Both 'sides,' as it were, tend to want give or take the same resolution to the crisis: two states. Neither tends to be pro-settlements. That's not where the difference lies. I have friends in both categories, and don't I know it these days from Facebook. (There are also nutty far-right and far-left Jews, who want Greater Israel or, conversely, an end to the Jewish state. These are fringe positions.)

Anyway. The second group-of-reasonables brings in a critical eye, which can't but be praised, but argues as if this debate is solely an internal Jewish one, as if their central opposition consists of Jews more rah-rah-Israel than they are. That may be who they're encountering in their day to day lives, so they see this as what they're up against. They have a tendency to forget the scale of this debate, and the extent to which many with no personal connection to Israel are utterly obsessed with this conflict, and generally not so sympathetic to Israel - to the Israeli government, or to Israelis, or to the very idea of Israel.

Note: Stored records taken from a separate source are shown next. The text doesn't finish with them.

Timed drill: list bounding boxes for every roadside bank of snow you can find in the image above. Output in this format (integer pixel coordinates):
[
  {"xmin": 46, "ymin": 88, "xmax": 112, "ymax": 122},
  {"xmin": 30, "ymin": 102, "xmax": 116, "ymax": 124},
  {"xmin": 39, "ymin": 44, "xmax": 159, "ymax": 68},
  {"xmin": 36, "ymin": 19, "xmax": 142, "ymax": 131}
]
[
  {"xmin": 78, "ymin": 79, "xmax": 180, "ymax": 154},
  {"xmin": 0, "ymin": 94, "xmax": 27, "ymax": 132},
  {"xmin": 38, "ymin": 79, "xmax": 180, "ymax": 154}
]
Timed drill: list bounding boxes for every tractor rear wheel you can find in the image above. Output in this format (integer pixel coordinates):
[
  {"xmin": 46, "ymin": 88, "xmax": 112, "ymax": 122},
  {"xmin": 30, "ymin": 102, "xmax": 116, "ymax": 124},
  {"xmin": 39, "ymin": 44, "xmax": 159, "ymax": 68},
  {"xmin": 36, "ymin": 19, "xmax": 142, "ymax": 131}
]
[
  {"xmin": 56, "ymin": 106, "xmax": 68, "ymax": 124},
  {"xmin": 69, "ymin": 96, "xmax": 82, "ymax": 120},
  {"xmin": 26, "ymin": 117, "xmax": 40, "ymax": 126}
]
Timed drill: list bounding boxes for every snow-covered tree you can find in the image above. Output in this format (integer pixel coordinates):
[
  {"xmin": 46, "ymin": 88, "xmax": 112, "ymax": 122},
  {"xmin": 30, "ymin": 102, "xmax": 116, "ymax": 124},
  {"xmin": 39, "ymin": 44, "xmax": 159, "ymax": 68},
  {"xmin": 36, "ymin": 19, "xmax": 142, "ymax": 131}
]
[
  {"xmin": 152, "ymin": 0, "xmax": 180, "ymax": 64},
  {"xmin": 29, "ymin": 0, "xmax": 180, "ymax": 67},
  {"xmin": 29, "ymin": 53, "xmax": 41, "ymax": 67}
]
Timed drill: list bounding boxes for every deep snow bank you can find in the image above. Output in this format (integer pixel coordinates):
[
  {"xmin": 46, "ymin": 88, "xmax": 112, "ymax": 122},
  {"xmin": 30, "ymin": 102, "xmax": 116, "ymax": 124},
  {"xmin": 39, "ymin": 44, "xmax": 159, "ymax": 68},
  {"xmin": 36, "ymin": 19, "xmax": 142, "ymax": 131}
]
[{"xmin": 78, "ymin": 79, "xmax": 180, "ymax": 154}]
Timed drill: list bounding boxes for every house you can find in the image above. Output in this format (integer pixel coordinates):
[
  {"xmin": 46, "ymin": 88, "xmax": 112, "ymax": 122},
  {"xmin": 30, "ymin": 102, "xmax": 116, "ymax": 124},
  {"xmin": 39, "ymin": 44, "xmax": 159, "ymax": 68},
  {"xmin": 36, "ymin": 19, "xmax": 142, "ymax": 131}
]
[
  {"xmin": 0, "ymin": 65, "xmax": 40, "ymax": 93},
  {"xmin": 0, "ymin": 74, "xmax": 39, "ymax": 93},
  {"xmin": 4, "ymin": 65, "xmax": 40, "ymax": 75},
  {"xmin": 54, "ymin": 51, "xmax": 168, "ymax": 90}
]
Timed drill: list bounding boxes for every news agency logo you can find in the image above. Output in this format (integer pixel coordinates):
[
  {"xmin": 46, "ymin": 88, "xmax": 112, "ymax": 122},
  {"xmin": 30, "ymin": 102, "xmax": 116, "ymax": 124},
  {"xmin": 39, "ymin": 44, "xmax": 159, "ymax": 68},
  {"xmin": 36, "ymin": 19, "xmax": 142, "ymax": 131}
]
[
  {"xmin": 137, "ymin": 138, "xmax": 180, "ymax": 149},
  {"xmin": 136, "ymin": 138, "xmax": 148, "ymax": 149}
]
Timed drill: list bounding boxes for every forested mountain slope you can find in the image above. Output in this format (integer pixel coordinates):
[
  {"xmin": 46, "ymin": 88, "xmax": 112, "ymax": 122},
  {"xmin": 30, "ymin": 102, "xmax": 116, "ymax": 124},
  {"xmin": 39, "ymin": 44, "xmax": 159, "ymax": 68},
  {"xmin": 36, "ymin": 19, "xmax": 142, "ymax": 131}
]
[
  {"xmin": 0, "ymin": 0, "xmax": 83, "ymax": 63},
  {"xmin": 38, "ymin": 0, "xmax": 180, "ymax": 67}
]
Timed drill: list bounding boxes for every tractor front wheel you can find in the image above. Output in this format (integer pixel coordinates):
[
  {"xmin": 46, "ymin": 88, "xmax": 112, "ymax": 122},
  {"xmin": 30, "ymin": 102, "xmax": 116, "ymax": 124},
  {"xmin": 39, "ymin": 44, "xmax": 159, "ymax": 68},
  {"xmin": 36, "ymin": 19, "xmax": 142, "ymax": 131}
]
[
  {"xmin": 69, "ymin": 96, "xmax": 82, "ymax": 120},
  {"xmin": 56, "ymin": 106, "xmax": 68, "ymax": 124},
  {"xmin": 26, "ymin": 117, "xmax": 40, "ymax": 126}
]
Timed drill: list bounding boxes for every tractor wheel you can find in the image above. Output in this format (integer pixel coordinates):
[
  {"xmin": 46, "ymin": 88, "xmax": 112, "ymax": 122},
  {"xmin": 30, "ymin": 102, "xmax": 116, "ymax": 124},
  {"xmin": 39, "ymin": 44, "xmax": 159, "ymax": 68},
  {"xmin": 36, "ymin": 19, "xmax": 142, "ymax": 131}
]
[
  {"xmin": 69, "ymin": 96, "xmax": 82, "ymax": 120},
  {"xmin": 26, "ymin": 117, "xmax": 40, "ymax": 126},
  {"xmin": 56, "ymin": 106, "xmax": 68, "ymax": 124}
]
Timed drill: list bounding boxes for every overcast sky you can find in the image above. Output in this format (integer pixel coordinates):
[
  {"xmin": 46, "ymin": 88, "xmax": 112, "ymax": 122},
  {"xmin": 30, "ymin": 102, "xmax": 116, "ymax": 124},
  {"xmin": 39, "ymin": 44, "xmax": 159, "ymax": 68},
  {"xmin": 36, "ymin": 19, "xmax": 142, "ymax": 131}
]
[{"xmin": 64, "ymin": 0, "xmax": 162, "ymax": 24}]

It's not, in other words, that they have it in for Israel, or are these traitors to their people. It's that they somewhat naively assume that everyone talking about the conflict is doing so in good faith, forgetting how much of the energy surrounding the topic comes from - to put it bluntly - anti-Semitism. Yes, there's plenty to criticize about Israeli policy, wrt Arabs and all the religious-Jewish stuff I'm not going to touch in this post. But if you're some random dude or dudette in Sweden or Vermont or whatever, not especially plugged into current events, neither Jewish nor Arab nor Muslim, and this is your cause, how exactly did that come to be? There's a heck of a lot going on in the world. Why this?

This, in my semi-informed opinion, is really important for liberal-leaning Jewish Zionists to work through. One must speak out if the state of Israel's doing something wrong, but one must be wary of the dangers of affiliating with Team Aha-Israel's-At-It-Again-Those-Bloodthirsty-You-Know-Whats.